About 20 years ago,
a student or three asked for a 6502 opcode chart which showed the bit fields of each instruction. I do not believe they received a satisfactory response. I also believe that it remains beneficial to provide an alternative answer.
I like the format of datasheets in which 8 bit opcodes are typically shown within 16×16 grid, like an extended ASCII chart. Such a periodic table of the opcodes concisely explains rare Technetium (Terbium?) as the store immediate addressing mode. Such exceptions may be obscured in a bit field chart. However, for a student or experienced designer, familiar with larger instruction sets, a description of bit fields has become the norm, if it is explained at all. Therefore, we gain advocates away from from processors with a larger instruction-space by providing an at-a-glance comparison in a format that the typical 6502 advocate may find needlessly complicated.
Independent of
http://axis.llx.com/~nparker/a2/opcodes.html, I attempted to draw a chart in the style of Lance A. Leventhal's MC68000 guide. The result can be printed on one sheet if five point text is bearable.
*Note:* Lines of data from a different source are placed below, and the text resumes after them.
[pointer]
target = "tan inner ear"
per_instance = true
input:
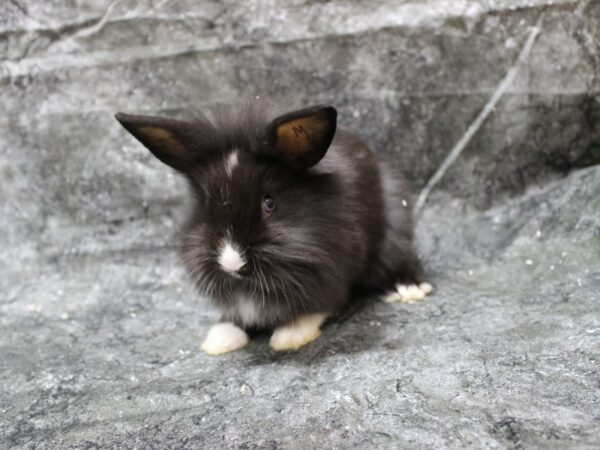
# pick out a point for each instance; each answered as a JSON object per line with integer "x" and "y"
{"x": 294, "y": 137}
{"x": 164, "y": 139}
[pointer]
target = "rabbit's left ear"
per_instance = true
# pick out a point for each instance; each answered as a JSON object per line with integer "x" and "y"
{"x": 175, "y": 142}
{"x": 301, "y": 138}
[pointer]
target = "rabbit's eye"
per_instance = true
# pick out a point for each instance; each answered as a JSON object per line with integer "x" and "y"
{"x": 268, "y": 204}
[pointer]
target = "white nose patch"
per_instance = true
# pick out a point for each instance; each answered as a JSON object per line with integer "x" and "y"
{"x": 230, "y": 258}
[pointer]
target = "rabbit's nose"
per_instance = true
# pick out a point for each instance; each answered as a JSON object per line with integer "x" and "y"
{"x": 230, "y": 258}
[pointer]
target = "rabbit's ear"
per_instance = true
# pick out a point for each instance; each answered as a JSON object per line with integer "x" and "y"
{"x": 301, "y": 138}
{"x": 176, "y": 143}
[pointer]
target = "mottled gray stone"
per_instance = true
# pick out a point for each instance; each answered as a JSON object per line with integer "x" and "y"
{"x": 99, "y": 328}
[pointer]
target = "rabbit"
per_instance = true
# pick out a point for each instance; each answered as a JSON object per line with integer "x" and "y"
{"x": 290, "y": 216}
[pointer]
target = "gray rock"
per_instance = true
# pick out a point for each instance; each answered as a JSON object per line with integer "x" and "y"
{"x": 99, "y": 328}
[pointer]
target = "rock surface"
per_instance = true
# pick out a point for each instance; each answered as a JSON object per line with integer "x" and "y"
{"x": 99, "y": 329}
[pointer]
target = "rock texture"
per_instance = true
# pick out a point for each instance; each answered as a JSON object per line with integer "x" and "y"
{"x": 99, "y": 329}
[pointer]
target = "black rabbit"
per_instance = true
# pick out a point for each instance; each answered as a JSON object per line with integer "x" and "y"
{"x": 290, "y": 216}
Although this may seem ludicrous, the equivalent for 68000 fills a large proportion of a 300 page book. The initial attempt took about two hours to draw. The current draft took about three days and I had to stop due to tendonitis. I have attempted to show the symmetry between the base and extended instructions across five dialects of 6502 without requiring blocks of color. Titling could probably be improved. I have also left deliberate errors in the draft. Therefore, if you don't find any errors then you are definitely wrong.
In a similar manner to my seven column multiplexed bus state machine diagram, the seven columns of the 6502 opcode bit field chart can be abridged for smaller systems. However, in both cases, it would be strongly preferable if abridged documentation is not widely circulated. Hopefully, this will be sufficient to prevent truncated versions displacing the full version.
I took the liberty of adding my own vaporware architecture extension and I found that it can be explained very concisely in this form. In the best interests of the whole 6502 community, I would be very happy to draft charts of other efforts in a similar manner. For example, the very regular instruction format of the source compatible 65m02 may be very concisely described in the style.